母を救うために造られた、母を救えなかった心臓ブラスティア。
それでもその技術が、母の忘れ形見である一人息子の命を救えたのなら、父の心は少しでも救われたのかもしれない。どんな形でも生きていてほしいと願う気持ちは、わからなくはない。だが。
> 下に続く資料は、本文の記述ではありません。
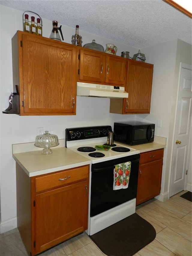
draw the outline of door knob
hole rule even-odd
[[[179,141],[178,140],[177,140],[175,142],[175,143],[176,144],[180,144],[181,143],[181,141]]]

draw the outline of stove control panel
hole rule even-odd
[[[112,131],[110,125],[67,128],[65,129],[65,140],[69,141],[106,137],[109,131]]]

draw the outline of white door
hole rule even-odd
[[[184,190],[191,147],[191,66],[181,63],[170,196]]]

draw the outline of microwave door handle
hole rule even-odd
[[[152,136],[152,129],[151,125],[149,125],[147,129],[146,137],[147,139],[149,141],[151,139]]]

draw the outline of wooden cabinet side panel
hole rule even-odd
[[[18,32],[11,40],[13,92],[16,92],[15,85],[17,85],[19,95],[19,114],[23,114],[24,108],[22,101],[24,101],[22,69],[22,54],[21,42],[22,34]]]
[[[36,253],[87,229],[88,183],[87,180],[36,195]]]
[[[16,163],[17,227],[29,255],[32,251],[31,180]]]

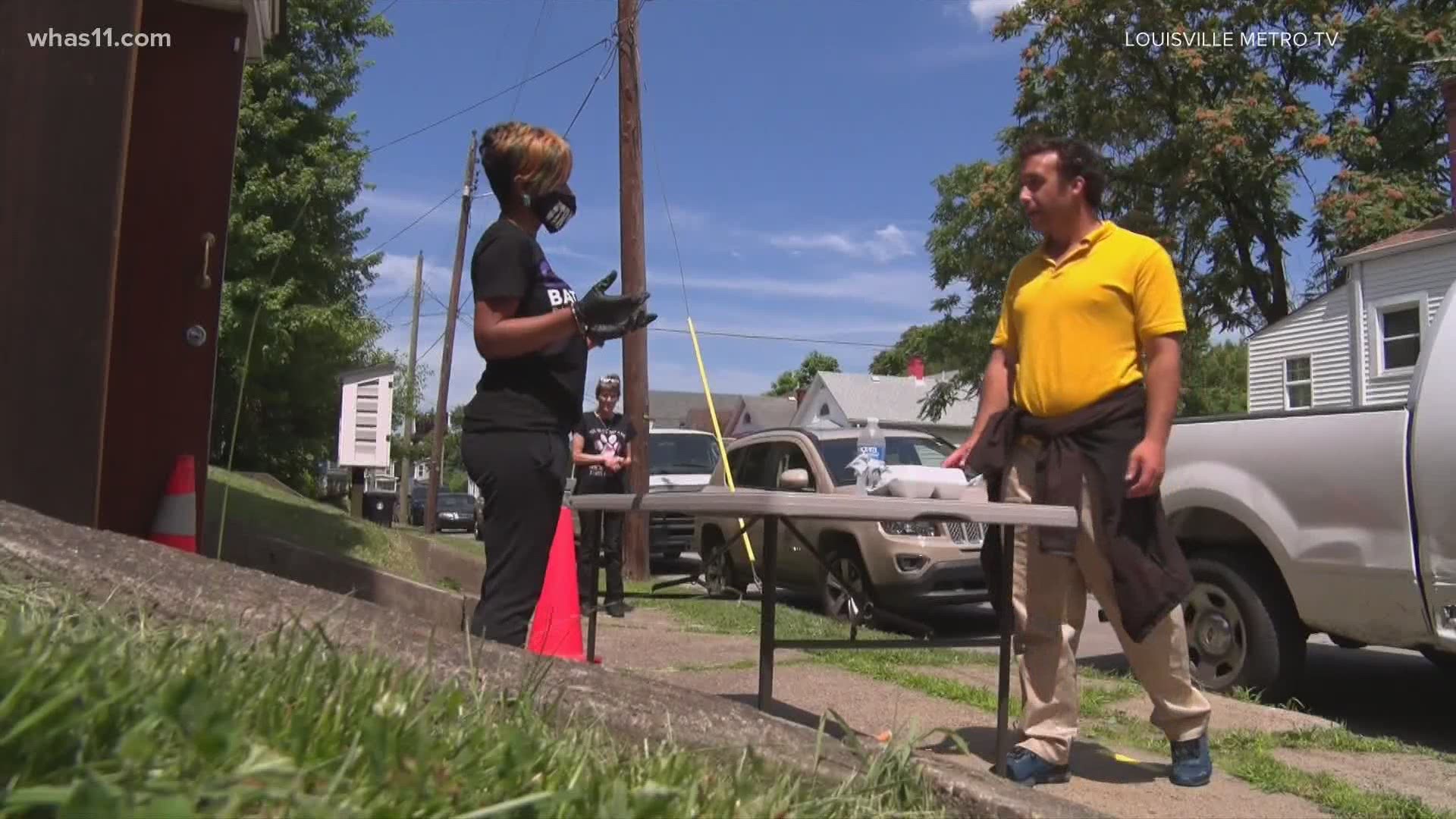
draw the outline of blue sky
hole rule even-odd
[[[909,325],[935,318],[925,251],[936,201],[930,182],[958,162],[993,157],[994,134],[1010,122],[1021,44],[990,35],[992,15],[1006,6],[646,3],[644,200],[648,289],[660,315],[648,337],[652,389],[700,389],[692,342],[673,332],[686,328],[683,280],[715,392],[763,392],[815,348],[846,372],[866,372],[877,351],[866,344],[888,345]],[[367,48],[374,66],[349,105],[364,143],[380,146],[511,86],[606,36],[616,17],[614,0],[549,0],[545,9],[540,0],[397,0],[387,12],[396,34]],[[365,182],[374,189],[358,203],[368,207],[371,230],[361,252],[459,191],[472,128],[510,118],[566,128],[606,57],[598,47],[526,85],[518,98],[507,93],[373,154]],[[582,291],[620,267],[614,71],[597,85],[569,140],[579,211],[561,233],[543,232],[542,243]],[[1307,213],[1307,195],[1300,200]],[[467,254],[496,214],[494,200],[475,203]],[[408,351],[409,303],[400,297],[424,251],[419,350],[434,372],[457,217],[456,197],[390,242],[368,293],[392,325],[383,345]],[[1289,251],[1307,267],[1305,242]],[[457,326],[451,407],[470,398],[482,367],[469,324]],[[622,372],[620,344],[593,353],[588,385],[609,372]],[[427,388],[422,407],[434,404],[435,389]]]

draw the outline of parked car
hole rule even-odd
[[[1281,700],[1319,632],[1456,670],[1453,300],[1420,335],[1405,404],[1174,426],[1163,504],[1195,581],[1200,685]]]
[[[648,431],[648,491],[696,493],[718,468],[718,439],[699,430]],[[693,548],[693,517],[676,512],[648,516],[648,549],[655,558],[677,560]]]
[[[475,497],[467,493],[440,493],[435,498],[435,530],[450,529],[475,533]]]
[[[708,485],[718,466],[718,439],[712,433],[683,428],[648,430],[648,491],[693,493]],[[574,481],[568,491],[574,488]],[[581,516],[572,513],[575,538],[581,541]],[[655,560],[677,560],[693,548],[693,517],[676,512],[648,516],[648,554]]]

「あの時、どうしてそのまま死なせてくれなかったのかと言ったこと、今でも謝ろうとは思いません」
愛した女も守れず死なせて、愛した女が慈しんだ子供たちすら今ではこんな日陰の世界に引き寄せてしまった、自分にいったい何があるというのか。
降りしきる小雨に濡れた、真新しい墓に花は供えない。
「ミーは親不孝者なのですよ」
だからイエガーは、隣の古びた墓にキルタンサスの花束を置いた。
灰になった夢。
ToVプレイ中ずっと、きっとイエガーはクリティアの混血だと思い込んでいました。
ドンとの関係も、親からの縁だと思っています。
註*
クラリベル:アーサー・C・クラーク著『天の向こう側(羽根のある友)』より、宇宙ステーションで飼われていたカナリアの名前。